86. In the fitness of things, therefore it would not be appropriate to interfere with the constitution of the IC at the threshold, when it is yet to furnish a final report which is to be acted upon and taken to a logical conclusion by the State Government. We expect and hope that the Sole Member Inquiry Commission shall respect the expectations placed upon it by us in the preceding paragraphs and provide a room for consideration of grievances of all the aggrieved parties. Therefore, we accede to the submissions of the learned AG that without letting the IC complete the responsibility assigned to it, its constitution could not have been scuttled at the threshold. On this ground also we are inclined to observe that the learned Writ Court ought not to have interfered with the constitution of the IC.

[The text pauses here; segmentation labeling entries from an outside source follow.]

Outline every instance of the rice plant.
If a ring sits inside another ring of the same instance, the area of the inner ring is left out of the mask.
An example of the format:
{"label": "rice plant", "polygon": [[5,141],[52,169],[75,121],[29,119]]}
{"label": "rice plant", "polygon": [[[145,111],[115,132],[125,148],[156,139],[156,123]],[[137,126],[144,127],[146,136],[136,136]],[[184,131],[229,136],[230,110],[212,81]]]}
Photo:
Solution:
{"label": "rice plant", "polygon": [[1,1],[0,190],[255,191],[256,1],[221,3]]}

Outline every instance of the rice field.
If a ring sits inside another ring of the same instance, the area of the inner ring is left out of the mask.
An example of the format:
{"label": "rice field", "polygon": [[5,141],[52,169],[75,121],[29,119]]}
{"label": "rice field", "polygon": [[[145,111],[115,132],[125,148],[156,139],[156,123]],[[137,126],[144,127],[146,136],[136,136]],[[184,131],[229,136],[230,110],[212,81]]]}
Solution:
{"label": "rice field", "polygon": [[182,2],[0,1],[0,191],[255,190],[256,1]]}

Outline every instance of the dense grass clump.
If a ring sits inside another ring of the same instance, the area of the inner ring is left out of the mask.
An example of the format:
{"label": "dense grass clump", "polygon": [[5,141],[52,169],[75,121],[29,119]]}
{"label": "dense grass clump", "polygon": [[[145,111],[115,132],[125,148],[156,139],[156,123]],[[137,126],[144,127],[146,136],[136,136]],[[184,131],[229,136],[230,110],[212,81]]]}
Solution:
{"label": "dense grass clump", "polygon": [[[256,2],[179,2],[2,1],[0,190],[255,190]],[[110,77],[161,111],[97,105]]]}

K. CONCLUSIONS AND DIRECTIONS:-

87. In view of the discussion and the findings recorded above, this Court, therefore, returns the following conclusions:

a.  The judgment of the learned Single Judge is set aside,  whilst affirming the legality and validity of the impugned notification issued under the provisions of the COI Act, being notification dated 27.11.2024 issued by the GOK/State Government, if it deems so would be at liberty to proceed with the implementation of the recommendations and report of the said IC in accordance with law;

b. The OWP’s do not possess the locus standi to have instituted the writ petition before the Single Bench, which clearly ought not to have been entertained at their instance.

c.  The  endowment  deed  of  1950  never  intended  to  create  any ‘permanent dedication in favour of the Almighty God’, but was simpliciter a gift deed in favour of R5 Farooq Management and therefore could have never qualified as a ‘waqf deed’ under any of the enactments of the Waqf Act 1954, 1984, or 1995.

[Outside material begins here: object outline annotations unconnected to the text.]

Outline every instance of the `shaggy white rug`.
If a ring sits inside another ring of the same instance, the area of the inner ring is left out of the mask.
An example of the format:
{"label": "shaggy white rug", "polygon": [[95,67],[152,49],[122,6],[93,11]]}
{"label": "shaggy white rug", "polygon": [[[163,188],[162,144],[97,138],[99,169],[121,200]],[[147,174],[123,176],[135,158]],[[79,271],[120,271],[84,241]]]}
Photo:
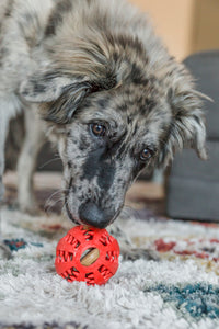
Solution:
{"label": "shaggy white rug", "polygon": [[[0,261],[1,328],[219,328],[219,226],[165,219],[123,222],[136,247],[160,261],[124,261],[104,286],[55,272],[60,217],[1,211],[13,258]],[[119,240],[118,240],[119,242]]]}

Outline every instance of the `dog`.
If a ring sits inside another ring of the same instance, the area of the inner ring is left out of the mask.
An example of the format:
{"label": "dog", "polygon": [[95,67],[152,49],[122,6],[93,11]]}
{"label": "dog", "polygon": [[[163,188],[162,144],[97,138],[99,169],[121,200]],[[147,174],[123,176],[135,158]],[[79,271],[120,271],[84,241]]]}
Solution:
{"label": "dog", "polygon": [[1,197],[9,122],[21,112],[22,211],[35,208],[44,132],[62,160],[67,216],[100,228],[118,217],[143,169],[165,167],[183,147],[206,158],[201,94],[130,3],[1,0],[0,22]]}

d. The Writ Court can always examine on the basis of unimpeachable and admitted documents as to whether a deed/document or a property classifies as a waqf deed or not on the basis of its recitals and clauses. Merely because the nomenclature of the subject deed of 1950 was a waqf endowment, will not clothe it with the said character, in view of the express authorization of absolute transfer and ownership; and in view of the absolute vesting of rights of transfer/sale and ownership in the hands of R5 Farooq Management;

e. The Writ Court can go into the questions of ascertaining whether the KWB has as a statutory body acted fairly, reasonably, and in compliance of the statutory provisions and even hold its action illegal, despite the availability of an alternative remedy before the Waqf Tribunal under the provisions of the Waqf Act, 1995 in the application moved by the State Government for surcharge purposes; with the rider that no disputed facts are on record which are to be proved only on the basis of evidence.

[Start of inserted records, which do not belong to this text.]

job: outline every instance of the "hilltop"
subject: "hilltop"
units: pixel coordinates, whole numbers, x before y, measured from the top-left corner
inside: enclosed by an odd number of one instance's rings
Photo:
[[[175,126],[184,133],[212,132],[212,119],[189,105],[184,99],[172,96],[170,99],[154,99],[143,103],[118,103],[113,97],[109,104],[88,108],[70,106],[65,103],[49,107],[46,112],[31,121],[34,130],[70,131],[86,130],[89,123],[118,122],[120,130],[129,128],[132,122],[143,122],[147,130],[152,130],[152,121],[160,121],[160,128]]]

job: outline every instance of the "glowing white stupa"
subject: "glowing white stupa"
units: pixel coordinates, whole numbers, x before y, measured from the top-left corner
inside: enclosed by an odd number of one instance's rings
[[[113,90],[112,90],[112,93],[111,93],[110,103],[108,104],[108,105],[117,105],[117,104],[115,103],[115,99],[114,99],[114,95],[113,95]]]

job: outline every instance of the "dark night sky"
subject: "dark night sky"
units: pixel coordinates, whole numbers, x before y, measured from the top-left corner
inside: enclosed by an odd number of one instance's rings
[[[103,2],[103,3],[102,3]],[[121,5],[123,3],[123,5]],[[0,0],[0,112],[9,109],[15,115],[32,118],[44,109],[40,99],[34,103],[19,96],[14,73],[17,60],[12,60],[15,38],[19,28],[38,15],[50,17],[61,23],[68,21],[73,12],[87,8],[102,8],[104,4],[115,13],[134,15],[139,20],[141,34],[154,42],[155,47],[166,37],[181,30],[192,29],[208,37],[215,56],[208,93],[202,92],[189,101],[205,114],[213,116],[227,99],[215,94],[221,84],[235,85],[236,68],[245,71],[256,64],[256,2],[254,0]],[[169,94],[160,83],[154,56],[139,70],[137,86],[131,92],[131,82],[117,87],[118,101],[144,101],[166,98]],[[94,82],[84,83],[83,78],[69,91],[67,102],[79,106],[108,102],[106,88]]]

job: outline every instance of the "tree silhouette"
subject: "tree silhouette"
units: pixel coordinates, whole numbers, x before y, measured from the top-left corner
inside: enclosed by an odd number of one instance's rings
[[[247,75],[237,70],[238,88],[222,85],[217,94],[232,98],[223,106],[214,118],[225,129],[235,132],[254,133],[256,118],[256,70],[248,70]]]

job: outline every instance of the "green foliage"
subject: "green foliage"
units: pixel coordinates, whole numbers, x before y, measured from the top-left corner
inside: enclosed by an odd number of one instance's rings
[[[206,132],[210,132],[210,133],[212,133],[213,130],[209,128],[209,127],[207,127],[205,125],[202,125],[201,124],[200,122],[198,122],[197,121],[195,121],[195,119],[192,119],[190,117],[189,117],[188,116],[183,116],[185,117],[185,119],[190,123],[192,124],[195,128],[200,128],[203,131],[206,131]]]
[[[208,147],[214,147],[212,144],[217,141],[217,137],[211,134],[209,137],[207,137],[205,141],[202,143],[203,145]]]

f. The action of the KWB of declaring/registering the subject property as a waqf property through its declarations and orders issued in September and October 2019 are bad in law on the grounds of being unreasonably delayed and having been issued in palpable violation of the provisions of the Waqf Acts 1954, 1984, and 1995 and resultantly non-enforceable. However, we restrain ourselves from issuing a formal order of quashing them, since the purpose of returning all the above findings is just to hold that the State Government is not bound by such highly belatedly issued declaration by the KWB after 7 decades (69 years);

g. For want of compliance with mandatory procedure and provisions of the Waqf Act, 1954 and 1995, especially the carrying out of a survey, the conducting of quasi-judicial inquiry, followed by a reasoned comprehensive report being forwarded to the State Government and for want of publication in the official gazette clearly, the subject property could never have been classified as a waqf property and it cannot bind the State Government restraining it from constituting any IC for conducting inquiry and submitting a report;

 

Both the appeals are accordingly allowed in terms of the aforesaid conclusions and directions.